2. Required Fiduciary Considerations
The proposal identifies a non‑exhaustive list of factors that fiduciaries must consider, as applicable:
- Performance and Time Horizon. Fiduciaries must evaluate risk‑adjusted expected returns, net of fees, over an appropriate time horizon. The regulation makes clear that fiduciaries are not required to select the investment with the highest expected return and may prudently favor lower‑risk strategies, including those that incorporate alternative assets to improve risk‑adjusted outcomes.
- Fees and Expenses. Fiduciaries must consider a reasonable number of similar alternatives and determine that fees are appropriate in light of risk‑adjusted returns and any additional value provided. Selecting a higher‑fee option may be prudent where justified by services, features, diversification, risk mitigation, or lifetime income benefits. Lowest cost is not the governing standard.
- Liquidity. Fiduciaries must assess both participant‑level and plan‑level liquidity needs. The proposal expressly recognizes that fiduciaries are not required to select only fully liquid investments and may accept liquidity constraints where justified by improved risk‑adjusted returns or other plan benefits. Conditional deeming relief is available where appropriate liquidity risk management programs are in place.
- Valuation. Fiduciaries must determine that designated investment alternatives can be timely and accurately valued. Acceptable valuation methods include public market pricing, independent valuation processes consistent with generally accepted accounting principles, and valuation regimes under the Investment Company Act, provided conflicts of interest are appropriately addressed.
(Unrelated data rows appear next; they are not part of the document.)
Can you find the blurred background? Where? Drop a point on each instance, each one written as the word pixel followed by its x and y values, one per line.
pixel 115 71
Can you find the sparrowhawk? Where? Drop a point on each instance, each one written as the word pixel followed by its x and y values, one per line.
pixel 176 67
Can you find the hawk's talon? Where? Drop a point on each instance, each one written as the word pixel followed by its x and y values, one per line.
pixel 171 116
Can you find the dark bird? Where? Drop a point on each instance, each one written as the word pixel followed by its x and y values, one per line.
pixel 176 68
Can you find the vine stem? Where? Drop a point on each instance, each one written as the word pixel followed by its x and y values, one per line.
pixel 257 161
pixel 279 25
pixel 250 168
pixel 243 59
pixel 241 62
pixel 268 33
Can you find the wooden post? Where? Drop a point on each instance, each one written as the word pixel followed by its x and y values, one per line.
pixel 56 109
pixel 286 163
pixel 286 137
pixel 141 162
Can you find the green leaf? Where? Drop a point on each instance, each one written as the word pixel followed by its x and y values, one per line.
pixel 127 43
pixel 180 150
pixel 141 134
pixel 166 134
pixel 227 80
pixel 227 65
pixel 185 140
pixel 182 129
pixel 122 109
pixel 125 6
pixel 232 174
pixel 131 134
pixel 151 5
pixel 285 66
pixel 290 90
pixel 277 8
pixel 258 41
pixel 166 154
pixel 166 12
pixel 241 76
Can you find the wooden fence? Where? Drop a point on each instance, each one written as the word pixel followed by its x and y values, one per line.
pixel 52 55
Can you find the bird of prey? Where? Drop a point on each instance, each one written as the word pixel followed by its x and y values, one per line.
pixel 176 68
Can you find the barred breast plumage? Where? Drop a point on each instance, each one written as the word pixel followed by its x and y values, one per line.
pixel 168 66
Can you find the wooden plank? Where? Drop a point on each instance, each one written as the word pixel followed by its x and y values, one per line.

- Meaningful Benchmarks. Each designated investment alternative must be evaluated against a meaningful benchmark with similar mandates, strategies, objectives, and risks. For alternatives, this may include custom or composite benchmarks, so long as the fiduciary understands and critically evaluates the comparison.
- Complexity. Fiduciaries must assess whether they have sufficient expertise to understand the investment’s structure, risks, and fees, or whether assistance from qualified professionals is required. Offering complex investments without adequate comprehension is inconsistent with the duty of prudence.
3. What the Proposal Does Not Do
Importantly, the proposed rule does not mandate that plans offer alternative investments, nor does it provide a blanket safe harbor insulating fiduciaries from liability. Instead, it reinforces that decisions regarding alternative investments remain highly fact‑specific and dependent on the fiduciary’s process and documentation.
The DOL also does not appear to relax ERISA’s fundamental duty of loyalty. Fiduciaries must continue to act solely in the interest of plan participants and beneficiaries, and to evaluate alternatives based on risk‑adjusted economic considerations rather than ancillary objectives.
4. Practical Implications
If finalized, the proposal would provide fiduciaries with a clearer and more defensible framework for evaluating designated investment alternatives, including those incorporating alternative assets. While it does not eliminate fiduciary risk, it reinforces that prudence is measured by process, not by investment labels or short‑term results.
The DOL has invited public comments on the proposal, with the comment period scheduled to close on June 1, 2026. The scope and final form of the rule may change in response to stakeholder feedback.
Plan sponsors should be cautious about making immediate changes in anticipation of the rule and instead focus on understanding its potential implications while monitoring further guidance.